Event-triggered detection of data drift in ML workflows
Amy Unruh
Staff Developer Advocate
With ML workflows, it is often insufficient to train and deploy a given model just once. Even if the model has desired accuracy initially, this can change if the data used for making prediction requests becomes—perhaps over time—sufficiently different from the data used to originally train the model.
When new data becomes available, which could be used for retraining a model, it can be helpful to apply techniques for analyzing data ‘drift’, and determining whether the drift is sufficiently anomalous to warrant retraining.

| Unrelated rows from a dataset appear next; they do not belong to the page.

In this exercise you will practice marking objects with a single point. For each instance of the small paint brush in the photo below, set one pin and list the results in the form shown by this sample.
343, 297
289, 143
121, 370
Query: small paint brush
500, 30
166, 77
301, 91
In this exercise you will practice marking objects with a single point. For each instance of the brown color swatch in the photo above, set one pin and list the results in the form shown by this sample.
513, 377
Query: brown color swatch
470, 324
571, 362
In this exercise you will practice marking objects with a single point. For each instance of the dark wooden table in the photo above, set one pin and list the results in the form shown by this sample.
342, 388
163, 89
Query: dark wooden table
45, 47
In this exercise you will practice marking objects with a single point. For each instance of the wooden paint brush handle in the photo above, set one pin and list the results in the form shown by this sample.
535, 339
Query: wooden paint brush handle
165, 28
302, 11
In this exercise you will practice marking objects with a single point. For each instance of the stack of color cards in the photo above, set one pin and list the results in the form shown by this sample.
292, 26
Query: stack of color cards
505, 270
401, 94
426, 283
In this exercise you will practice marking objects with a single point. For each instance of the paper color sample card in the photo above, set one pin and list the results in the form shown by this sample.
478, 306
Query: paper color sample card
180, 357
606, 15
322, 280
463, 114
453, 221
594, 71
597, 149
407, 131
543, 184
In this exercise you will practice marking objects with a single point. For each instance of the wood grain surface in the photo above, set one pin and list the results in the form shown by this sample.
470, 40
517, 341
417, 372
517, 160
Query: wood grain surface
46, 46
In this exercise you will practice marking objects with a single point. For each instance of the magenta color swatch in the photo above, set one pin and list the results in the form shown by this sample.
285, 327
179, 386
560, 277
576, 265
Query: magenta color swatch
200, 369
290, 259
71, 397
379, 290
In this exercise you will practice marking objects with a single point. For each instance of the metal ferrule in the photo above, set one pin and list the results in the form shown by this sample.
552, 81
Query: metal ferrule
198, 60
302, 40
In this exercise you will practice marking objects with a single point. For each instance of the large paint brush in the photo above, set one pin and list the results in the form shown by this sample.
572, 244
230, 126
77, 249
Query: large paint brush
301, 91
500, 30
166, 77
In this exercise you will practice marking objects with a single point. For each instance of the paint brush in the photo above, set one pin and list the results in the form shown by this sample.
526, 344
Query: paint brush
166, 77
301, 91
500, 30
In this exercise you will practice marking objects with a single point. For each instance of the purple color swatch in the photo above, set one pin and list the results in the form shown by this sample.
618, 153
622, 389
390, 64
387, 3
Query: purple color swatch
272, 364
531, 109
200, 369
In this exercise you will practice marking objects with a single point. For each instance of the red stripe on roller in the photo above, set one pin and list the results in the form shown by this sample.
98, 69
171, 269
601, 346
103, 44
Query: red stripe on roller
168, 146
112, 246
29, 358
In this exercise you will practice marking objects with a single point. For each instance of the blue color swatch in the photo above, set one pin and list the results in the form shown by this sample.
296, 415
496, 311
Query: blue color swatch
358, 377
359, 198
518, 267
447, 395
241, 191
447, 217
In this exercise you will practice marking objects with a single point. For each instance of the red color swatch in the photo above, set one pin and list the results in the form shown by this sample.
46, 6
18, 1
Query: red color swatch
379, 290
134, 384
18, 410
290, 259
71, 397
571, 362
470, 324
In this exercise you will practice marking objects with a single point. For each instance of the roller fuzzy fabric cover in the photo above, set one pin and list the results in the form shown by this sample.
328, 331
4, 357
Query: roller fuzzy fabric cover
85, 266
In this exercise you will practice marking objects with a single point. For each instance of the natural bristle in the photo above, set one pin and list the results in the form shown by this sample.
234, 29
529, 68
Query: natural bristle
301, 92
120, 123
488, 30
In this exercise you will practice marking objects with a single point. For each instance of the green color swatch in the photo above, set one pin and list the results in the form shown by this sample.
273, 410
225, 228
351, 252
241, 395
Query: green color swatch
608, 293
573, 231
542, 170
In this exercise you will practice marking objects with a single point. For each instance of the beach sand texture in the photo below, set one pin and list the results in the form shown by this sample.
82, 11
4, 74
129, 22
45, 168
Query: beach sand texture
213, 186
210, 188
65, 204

It can also be useful to trigger such an analysis—and potential re-run of your training pipeline—automatically, upon arrival of new data.
This blog post highlights an example notebook that shows how to set up such a scenario with Kubeflow Pipelines (KFP).
It shows how to build a pipeline that checks for statistical drift across successive versions of a dataset and uses that information to make a decision on whether to (re)train a model; and how to configure event-driven deployment of pipeline jobs when new data arrives. (In this example, we show full model retraining on a new dataset. An alternate scenario—not covered here—could involve tuning an existing model with new data.)
The notebook builds on an example highlighted in a previous blog post—which shows a KFP training and serving pipeline—and introduces two primary new concepts:
- The example demonstrates use of the TensorFlow Data Validation (TFDV) library to build pipeline components that derive dataset statistics and detect drift between older and newer dataset versions, and shows how to use drift information to decide whether to retrain a model on newer data.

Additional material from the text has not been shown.